Having graduated with a PhD at 25, James modeled her teaching on fellow faculty, mostly men, only to realize it didn’t pay off to pretend to be someone else. Harvard University, which she was afraid was too good for her to apply had invited her to teach there and at a time of one of nation’s worst economic crisis. She was younger than all the students in her class with literally no experience when compared to them. It is then that she transformed herself and found her groove by simply offering the best she had to offer, by being someone who would listen, empathize and help; and mostly, by being herself. And the rest is history.
“No one knows you better than you. You have to bet on yourself,” she said.
“I’m a product of the empowerment of both my parents,” said Hardeep Melamed, a 2017 calendar campaign role model. Her family fled Uganda’s Idi Amin’s regime for Canada, and has been running businesses since she was 16 – from an Indian restaurant, to women’s fashion boutique store to her latest venture, PurseN.

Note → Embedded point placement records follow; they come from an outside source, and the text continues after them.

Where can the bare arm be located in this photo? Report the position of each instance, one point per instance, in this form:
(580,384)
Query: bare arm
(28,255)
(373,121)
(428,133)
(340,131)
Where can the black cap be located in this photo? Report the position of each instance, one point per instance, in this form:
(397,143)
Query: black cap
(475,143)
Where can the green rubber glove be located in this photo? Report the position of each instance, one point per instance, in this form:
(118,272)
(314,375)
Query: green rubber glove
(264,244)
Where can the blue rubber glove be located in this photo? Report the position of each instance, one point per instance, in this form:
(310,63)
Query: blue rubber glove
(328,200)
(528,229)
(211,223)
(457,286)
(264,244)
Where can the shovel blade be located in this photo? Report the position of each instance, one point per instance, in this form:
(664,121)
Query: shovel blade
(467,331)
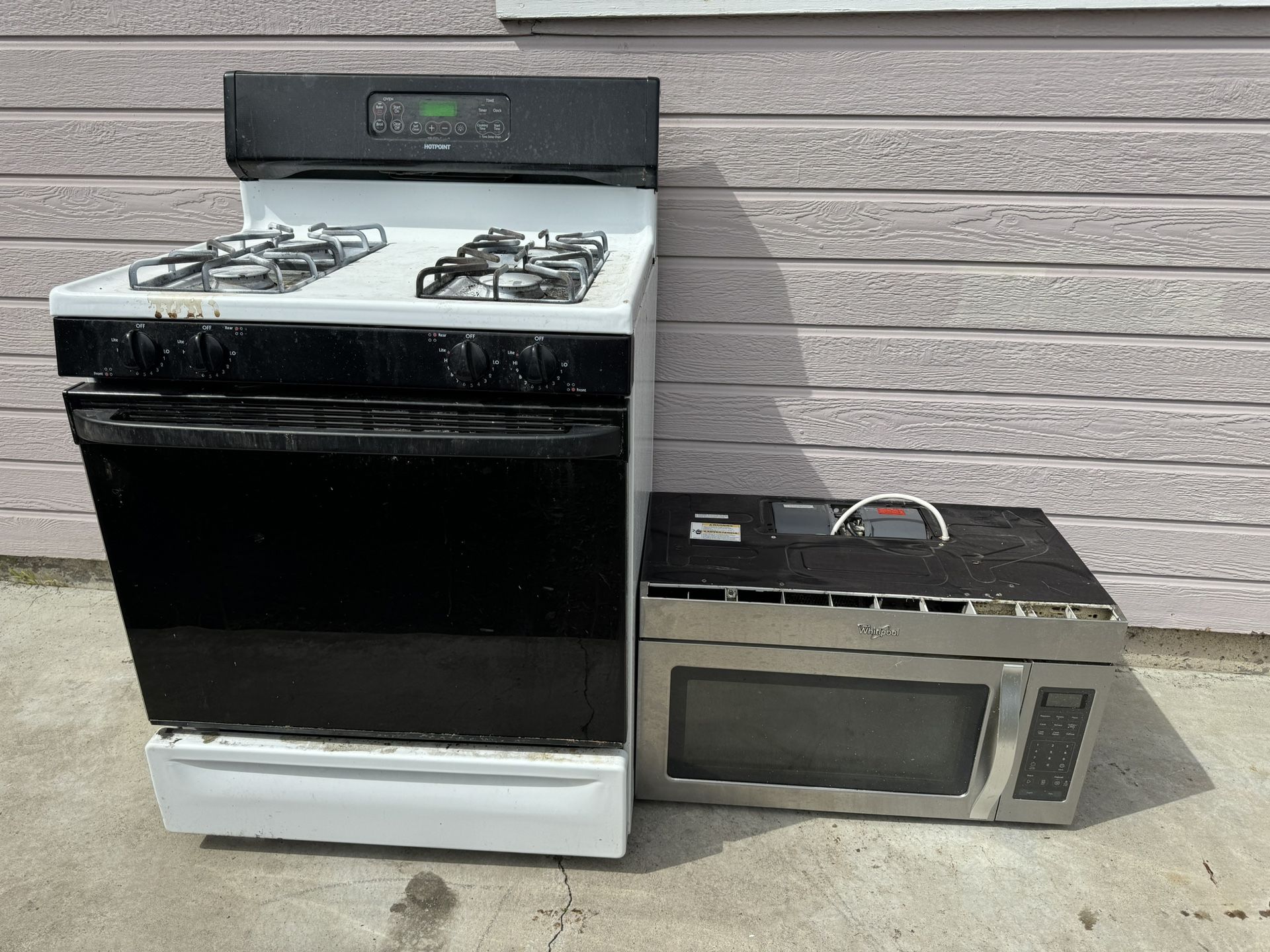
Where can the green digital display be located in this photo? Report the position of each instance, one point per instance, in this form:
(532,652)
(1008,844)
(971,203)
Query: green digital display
(435,108)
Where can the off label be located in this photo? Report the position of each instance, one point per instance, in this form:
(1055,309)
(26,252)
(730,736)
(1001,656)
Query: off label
(716,531)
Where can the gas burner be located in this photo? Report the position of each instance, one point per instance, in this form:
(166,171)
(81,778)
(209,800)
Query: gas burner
(270,260)
(515,284)
(503,266)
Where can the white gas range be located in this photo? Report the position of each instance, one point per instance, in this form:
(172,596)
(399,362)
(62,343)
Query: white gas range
(372,471)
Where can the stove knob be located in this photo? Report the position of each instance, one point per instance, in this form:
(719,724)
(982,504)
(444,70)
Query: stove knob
(143,353)
(468,362)
(207,354)
(538,364)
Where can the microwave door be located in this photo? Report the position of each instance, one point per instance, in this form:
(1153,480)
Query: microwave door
(827,730)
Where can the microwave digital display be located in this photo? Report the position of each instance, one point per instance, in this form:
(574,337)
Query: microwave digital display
(1056,698)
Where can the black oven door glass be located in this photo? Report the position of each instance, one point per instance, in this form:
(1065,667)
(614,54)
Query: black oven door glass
(367,592)
(808,730)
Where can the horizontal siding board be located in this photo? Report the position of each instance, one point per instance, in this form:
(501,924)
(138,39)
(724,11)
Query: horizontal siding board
(1064,428)
(26,329)
(45,487)
(821,75)
(874,155)
(753,223)
(763,153)
(859,294)
(478,17)
(125,18)
(1210,551)
(1180,603)
(947,227)
(1202,22)
(967,361)
(1060,487)
(32,268)
(1170,549)
(31,383)
(37,437)
(175,212)
(63,535)
(863,294)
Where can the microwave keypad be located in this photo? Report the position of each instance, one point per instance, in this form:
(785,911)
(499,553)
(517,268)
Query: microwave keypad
(1053,743)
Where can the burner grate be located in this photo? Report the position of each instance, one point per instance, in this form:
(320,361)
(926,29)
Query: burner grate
(503,266)
(263,260)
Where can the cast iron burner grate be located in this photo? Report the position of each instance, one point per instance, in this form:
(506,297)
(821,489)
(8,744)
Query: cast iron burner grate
(503,266)
(266,260)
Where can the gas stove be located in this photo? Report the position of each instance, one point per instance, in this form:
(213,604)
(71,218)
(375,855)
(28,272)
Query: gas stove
(265,260)
(502,266)
(404,393)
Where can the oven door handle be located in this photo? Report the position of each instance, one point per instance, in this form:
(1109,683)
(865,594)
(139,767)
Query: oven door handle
(1001,740)
(572,442)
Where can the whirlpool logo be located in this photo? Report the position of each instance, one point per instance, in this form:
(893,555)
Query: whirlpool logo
(883,631)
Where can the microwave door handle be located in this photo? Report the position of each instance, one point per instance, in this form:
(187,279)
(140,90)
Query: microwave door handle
(573,442)
(1002,740)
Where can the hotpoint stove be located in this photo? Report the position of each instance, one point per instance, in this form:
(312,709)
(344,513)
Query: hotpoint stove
(371,471)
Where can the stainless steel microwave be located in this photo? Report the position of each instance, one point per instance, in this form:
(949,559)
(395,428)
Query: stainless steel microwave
(926,696)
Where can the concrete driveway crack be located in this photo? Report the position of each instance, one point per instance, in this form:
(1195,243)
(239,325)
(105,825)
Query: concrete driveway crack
(568,903)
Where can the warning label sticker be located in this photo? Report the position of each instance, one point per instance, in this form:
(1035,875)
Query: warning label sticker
(716,531)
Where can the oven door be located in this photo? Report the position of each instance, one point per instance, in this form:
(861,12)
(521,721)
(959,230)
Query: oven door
(399,569)
(827,730)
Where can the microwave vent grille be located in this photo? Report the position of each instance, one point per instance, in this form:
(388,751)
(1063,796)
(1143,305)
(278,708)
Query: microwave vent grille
(888,603)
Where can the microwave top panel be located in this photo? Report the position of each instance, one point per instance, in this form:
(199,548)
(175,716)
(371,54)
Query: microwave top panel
(783,542)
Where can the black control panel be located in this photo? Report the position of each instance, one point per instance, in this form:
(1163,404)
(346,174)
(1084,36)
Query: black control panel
(335,354)
(1053,743)
(440,117)
(568,128)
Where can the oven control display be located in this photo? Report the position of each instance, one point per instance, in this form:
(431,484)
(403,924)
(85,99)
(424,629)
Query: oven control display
(1053,743)
(440,118)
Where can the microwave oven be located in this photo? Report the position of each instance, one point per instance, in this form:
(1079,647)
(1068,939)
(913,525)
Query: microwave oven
(876,670)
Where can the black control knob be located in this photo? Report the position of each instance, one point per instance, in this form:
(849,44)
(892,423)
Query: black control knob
(538,364)
(142,353)
(207,354)
(468,362)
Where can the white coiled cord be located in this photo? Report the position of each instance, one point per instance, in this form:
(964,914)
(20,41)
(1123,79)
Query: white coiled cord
(893,498)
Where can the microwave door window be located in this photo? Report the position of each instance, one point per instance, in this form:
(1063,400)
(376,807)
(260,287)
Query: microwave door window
(807,730)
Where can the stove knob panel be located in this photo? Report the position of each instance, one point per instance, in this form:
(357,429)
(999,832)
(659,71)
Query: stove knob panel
(142,353)
(468,362)
(207,354)
(539,365)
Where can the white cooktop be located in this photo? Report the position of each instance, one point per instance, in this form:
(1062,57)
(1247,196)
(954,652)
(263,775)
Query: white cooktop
(423,221)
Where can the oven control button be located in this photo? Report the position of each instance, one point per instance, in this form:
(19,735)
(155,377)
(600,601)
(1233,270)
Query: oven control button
(538,365)
(468,362)
(207,354)
(143,353)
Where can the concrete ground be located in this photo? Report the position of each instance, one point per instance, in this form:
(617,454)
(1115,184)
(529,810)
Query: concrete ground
(1171,847)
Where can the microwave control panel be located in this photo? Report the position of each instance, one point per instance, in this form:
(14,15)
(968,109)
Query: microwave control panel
(1053,743)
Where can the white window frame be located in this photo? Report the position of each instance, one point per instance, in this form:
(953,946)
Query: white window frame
(548,9)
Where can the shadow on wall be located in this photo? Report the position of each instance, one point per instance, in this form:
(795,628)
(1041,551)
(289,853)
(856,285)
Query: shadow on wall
(727,317)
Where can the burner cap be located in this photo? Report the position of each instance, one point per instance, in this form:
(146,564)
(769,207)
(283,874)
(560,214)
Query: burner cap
(515,284)
(243,274)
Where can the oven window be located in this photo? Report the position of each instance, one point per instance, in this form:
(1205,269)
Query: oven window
(810,730)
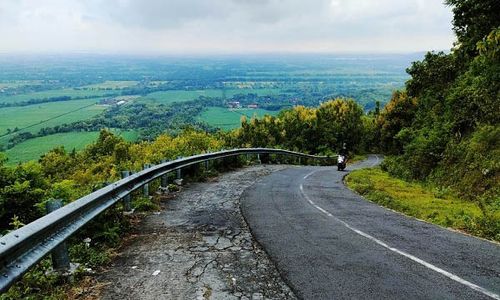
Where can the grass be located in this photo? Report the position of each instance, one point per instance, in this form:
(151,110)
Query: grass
(53,93)
(33,117)
(32,149)
(420,201)
(169,97)
(112,84)
(229,119)
(18,83)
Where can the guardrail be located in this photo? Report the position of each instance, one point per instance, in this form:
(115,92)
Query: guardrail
(23,248)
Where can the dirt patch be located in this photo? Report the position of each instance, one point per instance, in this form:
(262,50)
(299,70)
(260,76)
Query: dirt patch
(198,247)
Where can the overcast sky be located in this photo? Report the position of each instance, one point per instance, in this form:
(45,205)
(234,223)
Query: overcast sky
(223,26)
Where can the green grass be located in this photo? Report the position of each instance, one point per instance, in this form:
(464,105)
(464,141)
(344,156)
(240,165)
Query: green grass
(18,83)
(229,119)
(32,149)
(112,84)
(422,202)
(168,97)
(46,115)
(53,93)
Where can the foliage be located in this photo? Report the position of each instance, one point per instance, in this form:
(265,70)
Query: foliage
(313,130)
(144,204)
(39,283)
(418,200)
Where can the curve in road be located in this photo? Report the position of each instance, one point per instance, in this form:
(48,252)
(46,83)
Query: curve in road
(329,242)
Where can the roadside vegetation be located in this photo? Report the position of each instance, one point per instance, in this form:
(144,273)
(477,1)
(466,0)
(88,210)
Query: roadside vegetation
(441,134)
(443,130)
(432,204)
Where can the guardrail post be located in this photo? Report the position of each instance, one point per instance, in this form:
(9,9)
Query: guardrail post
(179,171)
(60,257)
(164,178)
(145,187)
(126,200)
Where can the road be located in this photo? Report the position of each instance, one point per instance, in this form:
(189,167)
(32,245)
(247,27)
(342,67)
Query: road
(329,243)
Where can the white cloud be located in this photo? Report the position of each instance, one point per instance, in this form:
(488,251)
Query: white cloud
(164,26)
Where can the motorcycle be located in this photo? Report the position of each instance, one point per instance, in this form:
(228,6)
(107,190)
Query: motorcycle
(341,162)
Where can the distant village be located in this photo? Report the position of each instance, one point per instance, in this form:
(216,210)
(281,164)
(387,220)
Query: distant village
(237,104)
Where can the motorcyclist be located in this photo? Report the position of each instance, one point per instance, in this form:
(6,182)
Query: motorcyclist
(344,151)
(342,159)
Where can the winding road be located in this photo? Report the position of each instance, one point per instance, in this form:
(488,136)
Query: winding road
(329,243)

“Everything is possible. Believe in yourself and have faith,” said Melamed. She added that, for her, FAITH meant being Fearless, Aggressive, Inspired, Thinking outside the box, and finding humor when possible.
Internationally renowned iconic women of South Asian origin such as the first female President of an academic institution Dr. Renu Khator of Houston University, and Pakistani Nobel Peace Prize winning Malala Yousafzi have been featured in the Saris To Suits calendar, along with many known Atlantans who have posed for a purpose such as classical vocalist eye surgeon Arti Pandya MD, US military officer/tabla player Lalita Balakrishnan, CNN digital writer Moni Basu, health policy expert Nazeera Dawood, computer scientist/weight lifter Dr. Kulsoom Abdullah and differently abled Cara Yar Khan.
Guests enjoyed a sumptuous spread of Indian fusion menu created by Taj Hotel-trained Chef Anish of Jai Ho. Chef Anish was auctioned to get ‘men in kitchen’ to learn to cook and host a dinner for their partners for a party of up to 30 people.
The anniversary, held at the Chateuesque, Victorian-era home synonymous with success and splendor stood testament to the tenacity, trials and triumphs of the many achievers in the room.
“The greatness of a nation begins with the homes of its people,” as Wright rightly quoted, was evident as stories were narrated, including the host, Patti Tripathi’s own claim to fame.
We can only hope Tripathi’s endeavors to empower, enrich and enlighten lives continues to find encouragement and grow from strength to strength.